Für 2026 stellt SAP einen Anstieg der Clouderlöse von 21,0 auf 25,8 – 26,2 Mrd. Euro in Aussicht, was einem Plus von 23 – 25 % entspricht.
Die Cloud- und Softwareerlöse sollen von 32,54 auf 36,3 – 36,8 Mrd. Euro steigen und das Betriebsergebnis von 10,42 auf 11,9 – 12,3 Mrd. Euro.
Beim freien Cashflow erwartet man einen Anstieg von 8,24 auf 10 Mrd. Euro. SAP erwartet demnach einen Gewinnsprung um etwa 16 % und einen Anstieg des freien Cashflows um 22 %.
Auch davon kann man enttäuscht sein – oder aber nicht.
SAP kommt demnach auf ein KGVe von 23,8 und einen forward P/FCF von 20,8. In Anbetracht von zweistelligen Wachstumsraten ist das vertretbar.
In den letzten fünf Jahren lag das KGV durchschnittlich bei 26,3 und der P/FCF bei 27,5.
Im Zuge der Quartalszahlen wurde ein zweijähriges Aktienrückkaufprogramm mit einem Volumen von bis zu 10 Mrd.
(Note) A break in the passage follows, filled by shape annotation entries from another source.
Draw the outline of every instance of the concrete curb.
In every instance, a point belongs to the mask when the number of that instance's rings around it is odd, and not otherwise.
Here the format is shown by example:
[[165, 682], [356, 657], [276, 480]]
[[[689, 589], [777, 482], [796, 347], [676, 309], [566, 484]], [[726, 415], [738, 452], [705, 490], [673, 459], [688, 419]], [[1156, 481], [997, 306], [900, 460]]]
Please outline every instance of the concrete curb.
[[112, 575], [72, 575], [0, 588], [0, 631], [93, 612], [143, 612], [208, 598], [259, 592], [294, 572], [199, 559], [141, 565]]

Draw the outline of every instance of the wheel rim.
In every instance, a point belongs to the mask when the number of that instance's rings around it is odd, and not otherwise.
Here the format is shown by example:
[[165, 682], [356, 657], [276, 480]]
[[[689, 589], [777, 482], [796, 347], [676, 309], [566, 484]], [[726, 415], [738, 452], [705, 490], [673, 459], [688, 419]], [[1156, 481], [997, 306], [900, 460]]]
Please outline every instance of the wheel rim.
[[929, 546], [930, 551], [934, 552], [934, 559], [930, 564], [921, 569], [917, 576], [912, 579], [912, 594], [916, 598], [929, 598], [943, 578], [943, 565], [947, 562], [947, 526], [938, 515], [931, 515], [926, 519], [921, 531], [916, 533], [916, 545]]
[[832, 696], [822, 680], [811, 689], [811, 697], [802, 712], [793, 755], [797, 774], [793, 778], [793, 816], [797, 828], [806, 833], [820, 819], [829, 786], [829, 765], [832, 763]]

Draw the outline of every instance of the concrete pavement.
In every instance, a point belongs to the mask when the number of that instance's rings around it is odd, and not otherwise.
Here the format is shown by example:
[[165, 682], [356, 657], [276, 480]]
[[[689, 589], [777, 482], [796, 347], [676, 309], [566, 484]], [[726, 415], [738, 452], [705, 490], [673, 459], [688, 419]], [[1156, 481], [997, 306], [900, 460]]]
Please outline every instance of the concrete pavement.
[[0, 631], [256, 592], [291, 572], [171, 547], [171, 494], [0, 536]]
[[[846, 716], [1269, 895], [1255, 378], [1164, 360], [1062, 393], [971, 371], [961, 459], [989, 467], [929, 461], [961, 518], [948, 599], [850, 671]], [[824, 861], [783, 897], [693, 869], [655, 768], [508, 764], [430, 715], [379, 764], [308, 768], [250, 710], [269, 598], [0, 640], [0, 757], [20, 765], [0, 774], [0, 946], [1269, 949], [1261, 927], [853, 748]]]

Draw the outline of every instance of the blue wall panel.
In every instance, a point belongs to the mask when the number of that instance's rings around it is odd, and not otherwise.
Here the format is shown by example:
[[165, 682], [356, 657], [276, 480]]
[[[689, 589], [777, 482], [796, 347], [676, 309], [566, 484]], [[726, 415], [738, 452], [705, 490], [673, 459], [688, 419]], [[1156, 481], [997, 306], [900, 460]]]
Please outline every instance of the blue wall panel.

Euro beschlossen, was in etwa 5 % des Börsenwerts entspricht.

Gelingt jetzt eine Rückkehr über 175 Euro, würde sich die Lage aus technischer Sicht entspannen. Über 183 Euro würde es zu einem prozyklischen Kaufsignal mit möglichen Kurszielen bei 200 und 214 Euro kommen.
Fällt die Aktie hingegen unter 165 Euro, muss mit einer Ausdehnung der Korrektur in Richtung 148 – 150 Euro gerechnet werden.